We’re using Pega Platform in On-Prem Containers Platform (Redhat-Openshift) along with Embedded Search and Stream Services in Pega 24.1.3 version.
So far, Kafka diagnostics logs and kafka data being retained with in the PODS. However, Need to implement a method to retain the logs and kafkadata in persistent mode for better application performance and to analyze the kafka logs when some thing wrong.
Would you be able to use Persistent Volume Clains (PVCs) to configure your Stream pods to mount a Persistent Volume using PVC? This would enable the kafka data (topics, offsets and logs) to survive any pod restart or rescheduling.
Alternatively you can also opt to externalise the kafka logs. e.g. you can deploy a sidecar container logging with Filebeat or Fluentd along with your stream pod to push the kafka logs to an external log viewer like kibana/splunk.
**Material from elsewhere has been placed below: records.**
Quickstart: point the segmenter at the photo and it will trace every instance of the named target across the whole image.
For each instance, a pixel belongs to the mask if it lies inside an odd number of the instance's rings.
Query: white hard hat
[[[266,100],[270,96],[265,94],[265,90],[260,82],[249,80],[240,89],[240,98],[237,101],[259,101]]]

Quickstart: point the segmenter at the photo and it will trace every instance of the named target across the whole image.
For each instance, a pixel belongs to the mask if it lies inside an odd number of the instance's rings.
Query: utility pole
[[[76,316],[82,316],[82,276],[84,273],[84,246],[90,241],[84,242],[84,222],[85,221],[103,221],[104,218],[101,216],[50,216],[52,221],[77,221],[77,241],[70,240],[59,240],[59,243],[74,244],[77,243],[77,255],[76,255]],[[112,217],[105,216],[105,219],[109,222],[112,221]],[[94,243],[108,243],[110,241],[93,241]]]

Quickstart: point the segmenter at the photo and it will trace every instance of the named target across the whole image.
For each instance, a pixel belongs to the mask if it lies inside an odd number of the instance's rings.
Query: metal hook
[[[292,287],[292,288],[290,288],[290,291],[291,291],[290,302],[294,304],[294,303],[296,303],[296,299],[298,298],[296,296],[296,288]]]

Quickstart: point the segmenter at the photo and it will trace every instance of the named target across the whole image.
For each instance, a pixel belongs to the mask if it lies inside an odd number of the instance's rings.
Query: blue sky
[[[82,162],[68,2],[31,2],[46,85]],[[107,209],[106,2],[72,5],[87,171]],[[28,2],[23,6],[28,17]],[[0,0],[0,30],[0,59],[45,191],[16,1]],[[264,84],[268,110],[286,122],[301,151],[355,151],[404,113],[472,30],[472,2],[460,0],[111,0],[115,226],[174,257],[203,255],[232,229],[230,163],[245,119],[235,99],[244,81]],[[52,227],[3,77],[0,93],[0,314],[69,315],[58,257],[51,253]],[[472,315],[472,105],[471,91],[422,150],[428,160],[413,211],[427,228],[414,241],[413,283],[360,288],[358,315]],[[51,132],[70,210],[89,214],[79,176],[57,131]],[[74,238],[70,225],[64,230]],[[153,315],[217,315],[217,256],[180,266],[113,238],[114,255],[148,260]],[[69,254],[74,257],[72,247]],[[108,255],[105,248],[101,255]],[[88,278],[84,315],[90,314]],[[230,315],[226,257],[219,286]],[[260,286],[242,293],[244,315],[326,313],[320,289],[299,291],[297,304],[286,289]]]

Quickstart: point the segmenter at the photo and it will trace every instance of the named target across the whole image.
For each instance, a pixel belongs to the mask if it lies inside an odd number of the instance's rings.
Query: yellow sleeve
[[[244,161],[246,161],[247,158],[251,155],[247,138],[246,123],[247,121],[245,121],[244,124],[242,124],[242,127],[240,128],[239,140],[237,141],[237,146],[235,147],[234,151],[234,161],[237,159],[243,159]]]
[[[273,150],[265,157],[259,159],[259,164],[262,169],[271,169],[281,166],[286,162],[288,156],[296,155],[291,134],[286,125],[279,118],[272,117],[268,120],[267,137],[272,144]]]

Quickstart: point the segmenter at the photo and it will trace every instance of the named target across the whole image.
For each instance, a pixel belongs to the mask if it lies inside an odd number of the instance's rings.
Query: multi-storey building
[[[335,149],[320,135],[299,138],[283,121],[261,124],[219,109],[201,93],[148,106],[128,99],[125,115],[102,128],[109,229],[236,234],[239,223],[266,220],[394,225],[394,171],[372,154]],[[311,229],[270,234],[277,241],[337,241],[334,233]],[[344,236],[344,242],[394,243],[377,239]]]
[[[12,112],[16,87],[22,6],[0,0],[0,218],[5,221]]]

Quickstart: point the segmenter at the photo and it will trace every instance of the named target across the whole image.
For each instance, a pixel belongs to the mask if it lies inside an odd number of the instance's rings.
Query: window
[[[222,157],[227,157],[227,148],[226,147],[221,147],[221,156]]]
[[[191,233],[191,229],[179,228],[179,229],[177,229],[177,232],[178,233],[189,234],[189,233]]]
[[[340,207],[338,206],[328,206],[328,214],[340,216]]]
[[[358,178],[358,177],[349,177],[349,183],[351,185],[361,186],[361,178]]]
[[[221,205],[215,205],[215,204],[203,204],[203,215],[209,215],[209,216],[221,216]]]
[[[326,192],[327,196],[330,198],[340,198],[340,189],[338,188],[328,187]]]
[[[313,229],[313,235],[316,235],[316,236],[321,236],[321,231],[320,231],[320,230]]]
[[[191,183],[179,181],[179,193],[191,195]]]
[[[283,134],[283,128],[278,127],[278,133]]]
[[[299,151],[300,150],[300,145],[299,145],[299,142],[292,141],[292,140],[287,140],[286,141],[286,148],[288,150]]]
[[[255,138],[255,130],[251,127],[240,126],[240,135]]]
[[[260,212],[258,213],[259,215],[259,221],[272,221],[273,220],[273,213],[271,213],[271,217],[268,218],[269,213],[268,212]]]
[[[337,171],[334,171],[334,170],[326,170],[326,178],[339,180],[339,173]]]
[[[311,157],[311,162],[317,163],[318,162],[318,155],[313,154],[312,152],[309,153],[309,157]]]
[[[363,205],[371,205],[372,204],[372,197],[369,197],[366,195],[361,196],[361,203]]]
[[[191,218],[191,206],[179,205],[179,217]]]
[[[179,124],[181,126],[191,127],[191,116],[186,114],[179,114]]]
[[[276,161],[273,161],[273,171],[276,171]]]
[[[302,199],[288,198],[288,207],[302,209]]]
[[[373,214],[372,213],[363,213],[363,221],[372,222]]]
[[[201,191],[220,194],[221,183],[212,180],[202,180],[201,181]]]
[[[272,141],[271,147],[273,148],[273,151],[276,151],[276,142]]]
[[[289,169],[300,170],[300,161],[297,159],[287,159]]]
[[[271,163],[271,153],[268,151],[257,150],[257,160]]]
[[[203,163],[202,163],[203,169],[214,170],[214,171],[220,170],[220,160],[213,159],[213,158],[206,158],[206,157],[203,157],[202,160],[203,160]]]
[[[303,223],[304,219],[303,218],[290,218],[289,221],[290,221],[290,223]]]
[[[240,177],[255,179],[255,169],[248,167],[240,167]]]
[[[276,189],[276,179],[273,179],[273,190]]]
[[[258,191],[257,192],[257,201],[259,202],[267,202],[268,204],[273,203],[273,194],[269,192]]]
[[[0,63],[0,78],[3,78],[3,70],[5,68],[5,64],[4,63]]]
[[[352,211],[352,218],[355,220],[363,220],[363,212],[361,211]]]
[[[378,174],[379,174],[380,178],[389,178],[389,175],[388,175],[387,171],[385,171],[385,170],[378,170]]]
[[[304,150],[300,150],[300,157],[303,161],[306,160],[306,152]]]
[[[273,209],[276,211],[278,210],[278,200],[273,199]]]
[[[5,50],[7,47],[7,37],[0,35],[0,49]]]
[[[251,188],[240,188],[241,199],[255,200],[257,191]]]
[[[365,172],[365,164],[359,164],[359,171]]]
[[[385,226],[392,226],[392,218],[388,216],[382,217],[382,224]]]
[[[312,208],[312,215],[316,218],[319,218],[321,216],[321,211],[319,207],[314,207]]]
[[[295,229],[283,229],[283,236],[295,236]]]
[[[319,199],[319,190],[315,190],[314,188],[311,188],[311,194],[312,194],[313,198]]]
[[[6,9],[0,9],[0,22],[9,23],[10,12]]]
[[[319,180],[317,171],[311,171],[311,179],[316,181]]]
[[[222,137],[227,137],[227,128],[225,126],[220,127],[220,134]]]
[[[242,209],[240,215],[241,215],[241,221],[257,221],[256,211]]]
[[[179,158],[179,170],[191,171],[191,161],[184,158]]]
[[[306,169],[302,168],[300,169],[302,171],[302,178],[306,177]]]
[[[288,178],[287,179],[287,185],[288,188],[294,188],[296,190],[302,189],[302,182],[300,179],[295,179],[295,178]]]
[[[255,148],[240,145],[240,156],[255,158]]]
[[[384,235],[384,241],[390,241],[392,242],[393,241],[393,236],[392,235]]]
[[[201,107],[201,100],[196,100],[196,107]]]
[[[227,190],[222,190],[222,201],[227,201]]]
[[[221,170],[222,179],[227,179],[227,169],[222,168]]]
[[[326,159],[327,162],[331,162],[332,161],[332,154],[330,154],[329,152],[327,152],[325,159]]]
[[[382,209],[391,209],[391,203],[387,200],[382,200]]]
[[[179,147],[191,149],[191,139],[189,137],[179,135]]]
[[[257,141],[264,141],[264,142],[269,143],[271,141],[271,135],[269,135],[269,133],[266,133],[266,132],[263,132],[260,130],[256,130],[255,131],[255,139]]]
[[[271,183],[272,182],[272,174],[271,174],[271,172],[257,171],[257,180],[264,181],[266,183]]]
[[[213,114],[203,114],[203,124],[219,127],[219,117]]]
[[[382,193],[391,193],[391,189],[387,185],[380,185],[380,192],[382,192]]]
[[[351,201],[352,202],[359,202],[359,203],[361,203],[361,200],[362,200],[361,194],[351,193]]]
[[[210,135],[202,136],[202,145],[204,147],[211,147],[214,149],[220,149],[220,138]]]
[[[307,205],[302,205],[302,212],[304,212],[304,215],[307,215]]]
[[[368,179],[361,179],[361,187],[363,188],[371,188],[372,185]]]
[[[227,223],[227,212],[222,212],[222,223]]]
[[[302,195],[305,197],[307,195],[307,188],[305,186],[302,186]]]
to make Kafka logs and data survive pod restarts in Pega 24.1.3 on OpenShift. Use the Pega Helm chart to run stream as a StatefulSet with a volumeClaimTemplate so Kafka writes to a PVC, not the ephemeral container filesystem. In values.yaml, enable persistent storage for the stream tier and set a storageClass and size; this creates per-pod PVCs. Critically, mount the PVC to the actual Kafka log dir used by Pega’s stream image; earlier builds wrote to /opt/pega/kafkadata while charts mounted /opt/pega/streamvol, so verify and align the mount path or data will still be ephemeral. After you confirm the mount, set Kafka retention and cleanup knobs via the stream tier properties: log.retention.ms or log.retention.hours, log.segment.bytes, and log.cleanup.policy=delete (or delete,compact for compaction where appropriate). Keep PVCs after helm uninstall with a Retain reclaimPolicy if you want to preserve data across redeploys. For diagnostics, don’t store giant file logs on the same PVC; ship container stdout and any Kafka server logs to a central store using cluster logging (e.g., Fluent Bit/Vector to ELK/Loki/Splunk) and keep pod volumes focused on broker data. If you need stronger SLOs and simpler ops, consider externalizing the stream service: point Pega to a managed Kafka on OpenShift (Red Hat AMQ Streams/Strimzi) or your enterprise Kafka; Pega explicitly recommends externalized Kafka for new deployments. When using AMQ/Strimzi, request persistent storage for Kafka and ZooKeeper/KRaft via their CRDs and let that stack handle retention, tiering, and compaction. Set topic-level retention overrides only where needed to avoid over-retention on internal Pega topics. Test failover by deleting a stream pod and confirming leadership and partitions recover with data intact from the PVC. Monitor disk usage and segment counts; shrink segment.bytes if you need faster log rolling and smaller recovery windows. Document a backup/restore runbook at the storage layer (snapshots of the PV or storage backend) rather than exporting topics from inside the pods. Finally, keep search service storage persistent the same way, but treat it as rebuildable cache and prioritize Kafka durability first. This approach gives you durable broker data, centralized logs for analysis, and cleaner day-2 operations
I implemented the same method already…Similar Method i applied to retain the Pega Application logs as well.
Kafka performance is doing better than earlier. But I still see sometimes that Under replications and com.pega.charlatan.utils.CharlatanException$SessionExpiredException issue.
CharlatanException$SessionExpiredException typically occurs when the internal diagnostics session times out or loses context.
Could you check if your stream pods have sufficient memory/ cpu such that the diagnostics service isnt being evicted or restarted frequently? PVC disk throughput might effect when multiple brokers are sharing the same backend resources.
Also verify whether all kafka brokers are healthy(no frequent restart or performance bottlenecks) and are part of the In-Sync replica set.